The timing infrastructure brackets this work with sub_4279C0("write"). The phase runs unconditionally for every successful link invocation that produces an output ELF.

Key Facts

PropertyValue
ELF-to-file entrysub_45C920 at 0x45C920
ELF-to-memory entrysub_45C950 at 0x45C950
Size computationsub_45C980 at 0x45C980
Serialization enginesub_45BF00 at 0x45BF00 (13,258 bytes, 532 lines)
Polymorphic writersub_45B6D0 at 0x45B6D0
Program header emittersub_45BAA0 at 0x45BAA0 (5,657 bytes, 228 lines)
Writer cleanupsub_45B6A0 at 0x45B6A0
Callgraph DOT outputsub_44CCF0 at 0x44CCF0
FNLZR post-linksub_4275C0 at 0x4275C0
Vector append helpersub_44FC10 at 0x44FC10
Timing label"write"
Called frommain() after finalization
CLI options-o (output path), --register-link-binaries, --dot-file

Pipeline Position

Finalization Phase (sub_445000)
  |
  v
FNLZR Pre-Link (sub_4275C0, Mercury pre-link on inputs)
  |
  v
*** Output Phase ***    <-- this page
  |
  |-- Direct path (non-Mercury):
  |     sub_45C920 -> sub_45BF00 -> sub_45B6D0 (fwrite)
  |
  |-- Mercury path (sm >= 100):
  |     sub_45C980 (compute size)
  |     sub_45C950 -> sub_45BF00 -> sub_45B6D0 (memcpy to buffer)
  |     sub_4275C0 (FNLZR post-link transform)
  |     fwrite(buffer, size, file)
  |
  |-- Register-link-binaries (--register-link-binaries):
  |     fprintf(file, "DEFINE_REGISTER_FUNC(%s)\n", ...)
  |
  |-- DOT callgraph (--dot-file):
  |     sub_44CCF0 -> fprintf("digraph callgraph { ... }")
  |
  v
Host Linker Script (--gen-host-linker-script, separate path)

Output Dispatch in main()

The output decision tree in main() (starting around decompiled line 1447) selects one of two serialization paths depending on whether Mercury mode is active (byte_2A5F222, set when arch > sm_99):

if (error_flag)  ->  skip output entirely

fopen(output_filename, "wb")       // ::filename global
if (!file)  ->  fatal "cannot open output file"

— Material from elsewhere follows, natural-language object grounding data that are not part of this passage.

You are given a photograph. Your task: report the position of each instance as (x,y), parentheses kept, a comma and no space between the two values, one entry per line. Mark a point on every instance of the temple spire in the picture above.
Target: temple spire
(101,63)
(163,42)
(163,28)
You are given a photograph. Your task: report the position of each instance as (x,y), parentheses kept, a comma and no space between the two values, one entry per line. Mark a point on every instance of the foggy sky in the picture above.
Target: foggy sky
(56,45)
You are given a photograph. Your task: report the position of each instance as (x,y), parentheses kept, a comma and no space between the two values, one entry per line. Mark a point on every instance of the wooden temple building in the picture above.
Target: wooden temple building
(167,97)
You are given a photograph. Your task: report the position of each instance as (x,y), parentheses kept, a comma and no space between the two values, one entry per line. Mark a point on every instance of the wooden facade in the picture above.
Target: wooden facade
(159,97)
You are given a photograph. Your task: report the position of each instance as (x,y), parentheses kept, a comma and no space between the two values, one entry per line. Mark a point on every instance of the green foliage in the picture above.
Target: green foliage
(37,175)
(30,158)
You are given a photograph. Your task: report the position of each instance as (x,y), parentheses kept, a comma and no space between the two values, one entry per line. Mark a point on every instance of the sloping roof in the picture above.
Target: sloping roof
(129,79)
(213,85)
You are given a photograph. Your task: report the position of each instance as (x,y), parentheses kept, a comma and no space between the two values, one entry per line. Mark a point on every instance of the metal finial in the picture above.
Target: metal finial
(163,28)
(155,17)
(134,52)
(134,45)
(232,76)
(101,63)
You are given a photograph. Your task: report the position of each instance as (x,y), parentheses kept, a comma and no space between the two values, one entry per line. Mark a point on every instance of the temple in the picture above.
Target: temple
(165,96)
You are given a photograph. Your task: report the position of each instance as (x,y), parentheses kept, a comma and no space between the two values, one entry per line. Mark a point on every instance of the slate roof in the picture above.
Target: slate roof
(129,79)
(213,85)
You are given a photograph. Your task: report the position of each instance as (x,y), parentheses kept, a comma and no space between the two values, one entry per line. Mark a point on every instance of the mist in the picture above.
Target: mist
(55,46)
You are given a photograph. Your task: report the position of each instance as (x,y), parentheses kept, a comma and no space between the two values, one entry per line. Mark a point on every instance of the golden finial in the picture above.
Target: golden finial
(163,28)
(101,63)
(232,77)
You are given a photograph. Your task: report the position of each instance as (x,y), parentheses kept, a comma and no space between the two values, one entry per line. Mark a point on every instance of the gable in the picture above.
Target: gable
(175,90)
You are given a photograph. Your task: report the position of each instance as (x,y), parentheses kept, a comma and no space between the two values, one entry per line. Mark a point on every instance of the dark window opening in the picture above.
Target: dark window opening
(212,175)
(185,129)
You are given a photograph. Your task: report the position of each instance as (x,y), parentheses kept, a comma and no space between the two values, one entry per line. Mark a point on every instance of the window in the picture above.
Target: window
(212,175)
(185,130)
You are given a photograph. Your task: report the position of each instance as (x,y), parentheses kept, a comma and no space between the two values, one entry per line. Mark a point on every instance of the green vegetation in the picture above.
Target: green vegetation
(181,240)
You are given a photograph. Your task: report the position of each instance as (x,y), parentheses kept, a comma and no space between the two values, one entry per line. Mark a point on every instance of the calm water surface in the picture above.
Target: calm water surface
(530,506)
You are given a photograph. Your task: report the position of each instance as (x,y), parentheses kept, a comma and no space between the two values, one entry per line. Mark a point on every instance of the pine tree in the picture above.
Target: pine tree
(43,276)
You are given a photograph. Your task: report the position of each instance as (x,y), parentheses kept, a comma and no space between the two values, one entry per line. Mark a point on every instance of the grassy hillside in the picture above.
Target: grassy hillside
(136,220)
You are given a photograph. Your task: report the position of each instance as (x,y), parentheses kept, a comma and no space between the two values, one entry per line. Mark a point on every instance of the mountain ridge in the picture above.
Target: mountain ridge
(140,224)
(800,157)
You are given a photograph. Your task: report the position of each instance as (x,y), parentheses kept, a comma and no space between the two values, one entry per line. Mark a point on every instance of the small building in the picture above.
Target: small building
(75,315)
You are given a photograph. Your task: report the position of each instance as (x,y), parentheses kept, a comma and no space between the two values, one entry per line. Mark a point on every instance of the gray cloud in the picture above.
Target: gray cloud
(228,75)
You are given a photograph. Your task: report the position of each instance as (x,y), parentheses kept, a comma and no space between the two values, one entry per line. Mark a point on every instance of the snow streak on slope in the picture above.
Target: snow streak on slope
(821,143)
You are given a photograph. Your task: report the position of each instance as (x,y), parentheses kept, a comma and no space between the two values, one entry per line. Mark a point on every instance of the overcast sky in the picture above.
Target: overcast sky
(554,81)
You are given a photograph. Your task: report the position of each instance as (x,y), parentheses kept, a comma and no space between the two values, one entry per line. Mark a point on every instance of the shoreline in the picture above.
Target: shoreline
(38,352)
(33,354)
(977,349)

if (byte_2A5F222) {                // Mercury mode
    size = sub_45C980(elfw);       // compute ELF byte count
    buffer = arena_alloc(0, size);
    sub_45C950(buffer, elfw);      // serialize to memory
    if (byte_2A5F29B)              // --extract debug mode
        write_extract_debug(buffer, size);
    sub_4275C0(&buffer, filename, arch, &out_size, 1);  // FNLZR post-link
    fwrite(buffer, 1, out_size, file);
} else {
    sub_45C920(file, elfw);        // direct serialize to FILE*
}
fclose(file);

The Mercury path must serialize to memory first because FNLZR (sub_4275C0) is an in-place binary rewriter -- it needs the complete ELF image in a contiguous buffer to rewrite instruction encodings, patch control-flow metadata, and produce the final SASS binary. The non-Mercury path writes directly to the file descriptor, avoiding the allocation of an intermediate buffer.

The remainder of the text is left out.